There is a lot of discussion about whether we should eat multigrain bread or whole-grain bread. Does the bread contain enough fiber? Should it be thinly sliced and low in sugar? “. And when it comes to buying muffins, pancakes, wraps, bagels, and other baked goods, it’s easy to get lost because you don’t know what to buy!
Here are some tips to help you make a good choice. The most important thing is to look at the nutritional information and ingredient labels. This guide is absolutely clear and should help you make the healthiest choices.
1. Let’s identify the different types of flours
Wholemeal flour is considered the main baking flour because it is made from whole grains, including germ and bran. This means you can get all the health benefits of grains naturally!
Enriched flours are artificially fortified with certain nutrients that are lost during cooking and are rich in minerals such as niacin, vitamin D, iron, and calcium. Even though some of these nutrients are added, the bread is still germ and bran-free, which is why it is not as good as wholemeal!
Wheat flour is similar to wholemeal flour, but it does not contain any germ or bran and therefore does not have all the nutritional value of wholemeal flour.
2. Look at the “words” on the label.
With so many terms and ingredients on the label, it’s often confusing to know what to look for when choosing a healthy option. So look out for bread labeled as “whole grain”. Bread labeled “whole wheat,” “whole wheat,” “whole wheat rock flour,” etc. are a real head-scratcher. These foods offer all the health benefits, as do whole sprouts and bran.
3. Read the ingredient list hierarchically.
When you look at the ingredient list on a bread box, you need to read it from top to bottom. This is because the first ingredient is always the richest, and then the weight of the ingredient decreases to the last ingredient. So if the word “whole wheat” is at the bottom of the list, it means the bread has very little of that ingredient, and if it’s at the top, it means it has a lot. Choose a bread like this one
4. Avoid marketing tricks with your bread ingredients!

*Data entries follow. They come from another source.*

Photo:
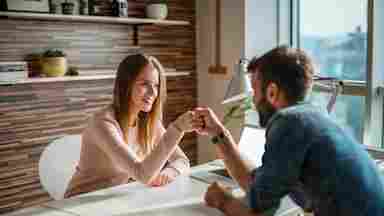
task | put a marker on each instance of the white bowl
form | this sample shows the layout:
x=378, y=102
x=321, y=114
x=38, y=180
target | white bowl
x=157, y=11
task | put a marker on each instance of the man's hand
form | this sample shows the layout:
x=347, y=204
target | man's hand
x=216, y=196
x=212, y=125
x=165, y=177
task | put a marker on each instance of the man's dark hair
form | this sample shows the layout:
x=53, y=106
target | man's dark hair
x=290, y=69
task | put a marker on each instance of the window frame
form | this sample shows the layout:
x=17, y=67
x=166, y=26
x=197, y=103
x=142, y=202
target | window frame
x=373, y=88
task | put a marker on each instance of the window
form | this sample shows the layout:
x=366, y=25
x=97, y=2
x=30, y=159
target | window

If you choose a loaf of bread, you may see the words “whole grain” on the package label. If you pay attention to the names used, you will see that these bread do not always contain whole grains. For example, “Gardenia whole grain white bread” is made with enriched flour, not whole grain flour. In the list of ingredients, wholemeal flour is only listed in fourth place, after water. Is it better to eat bread with more water than real old wheat bread? Not really, anyway.
5. Portion size
This is one of the areas that is often overlooked! Please check this area. For example, if you want to reduce your caloric intake, choose thin slices of bread that weigh less. Depending on your personal goals and your idea of what you want to achieve, you can determine the portion size.
For example, if you choose “A” bread, which weighs 38 grams per piece and contains 100 calories, you will reduce your calorie intake by over 400 calories per loaf, compared to “B” bread, which weighs 27 grams per piece and contains 70 calories.
We hope this article has helped you choose the right bran bread for you. Enjoy your meal!